A coffeehouse is interested in seeing why customers do not like its new French roast.
This analysis would benefit from more in-depth qualitative information.
Your toy company is looking into launching a new line of dolls and action figures but is unsure if kids these days still actually play with them. As part of your market research, you send out a survey to 1000 households that have purchased toys in the last five years. You also decide to run two focus groups: one group of children ages 4-16 and one group of parents.
Which of the following questions asked in a survey or focus group would be unbiased and allow you to gain reliable information? Select all that apply.
- A survey question asking households, “How much money per month do you typically spend on your children’s happiness?”
- A focus group question asking children, “How often per week do you play with dolls or action figures?”
- A survey question asking households, “What fraction/percentage of income do you estimate that your family spends on entertainment in a given month?”
- A focus group question asking parents, “With which types of toys do your children typically play?”
- An anonymous survey question asking children, “what’s your favorite toy and why do you like to play with it?
A survey question asking households, “How much money per month do you typically spend on your children’s happiness?”
- This question is too broad and could be biased. For example, some parents will likely overstate the amount they spend on their children to seem like better parents.
A focus group question asking children, “How often per week do you play with dolls or action figures?”
- This question could be biased. Younger children are unlikely to be able to estimate the amount of time they spend playing with toys. It might also be the case that children lie about which toys they use and how often.
A survey question asking households, “What fraction/percentage of income do you estimate that your family spends on entertainment in a given month?”

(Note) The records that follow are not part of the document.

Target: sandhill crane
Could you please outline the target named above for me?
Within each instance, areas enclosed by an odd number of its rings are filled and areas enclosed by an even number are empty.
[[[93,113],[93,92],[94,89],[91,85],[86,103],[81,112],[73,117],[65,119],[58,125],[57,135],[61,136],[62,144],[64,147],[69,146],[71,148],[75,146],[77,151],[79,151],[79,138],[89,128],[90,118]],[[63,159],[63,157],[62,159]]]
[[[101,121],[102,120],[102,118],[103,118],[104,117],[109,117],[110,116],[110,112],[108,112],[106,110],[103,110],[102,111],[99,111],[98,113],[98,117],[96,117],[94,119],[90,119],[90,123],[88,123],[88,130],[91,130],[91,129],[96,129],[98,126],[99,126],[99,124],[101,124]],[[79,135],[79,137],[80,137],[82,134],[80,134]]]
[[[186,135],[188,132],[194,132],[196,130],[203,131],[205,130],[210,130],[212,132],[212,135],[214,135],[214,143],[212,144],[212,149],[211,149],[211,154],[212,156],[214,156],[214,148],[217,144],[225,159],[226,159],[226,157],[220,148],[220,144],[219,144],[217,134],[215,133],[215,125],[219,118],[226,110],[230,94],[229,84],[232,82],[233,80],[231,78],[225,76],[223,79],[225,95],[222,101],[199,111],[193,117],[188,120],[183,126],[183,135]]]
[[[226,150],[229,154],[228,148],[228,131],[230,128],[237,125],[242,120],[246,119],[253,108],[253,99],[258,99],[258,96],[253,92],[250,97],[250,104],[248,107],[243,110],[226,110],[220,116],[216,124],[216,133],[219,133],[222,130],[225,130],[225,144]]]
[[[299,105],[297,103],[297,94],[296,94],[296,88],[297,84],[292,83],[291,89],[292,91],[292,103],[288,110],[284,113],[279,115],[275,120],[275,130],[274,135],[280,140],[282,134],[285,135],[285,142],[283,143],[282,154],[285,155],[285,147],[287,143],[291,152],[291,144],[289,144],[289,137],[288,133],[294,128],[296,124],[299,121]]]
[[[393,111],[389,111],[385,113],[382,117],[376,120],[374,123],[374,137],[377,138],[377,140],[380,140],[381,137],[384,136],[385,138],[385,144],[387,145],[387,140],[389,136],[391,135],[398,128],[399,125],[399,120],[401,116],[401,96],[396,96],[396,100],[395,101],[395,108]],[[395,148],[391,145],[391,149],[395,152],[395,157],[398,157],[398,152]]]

- This question seems reasonable and could be useful to estimate potential market size.
A focus group question asking parents, “With which types of toys do your children typically play?”
- This question could be biased. Parents that work during the day might not know what kinds of toys that their kids like to play with. It might also be that parents would want their children to play with more educational toys than they actually do.
An anonymous survey question asking children, “what’s your favorite toy and why do you like to play with it?
- This question is likely to evoke a truthful response and allow your company see some common features of toys that kids would value.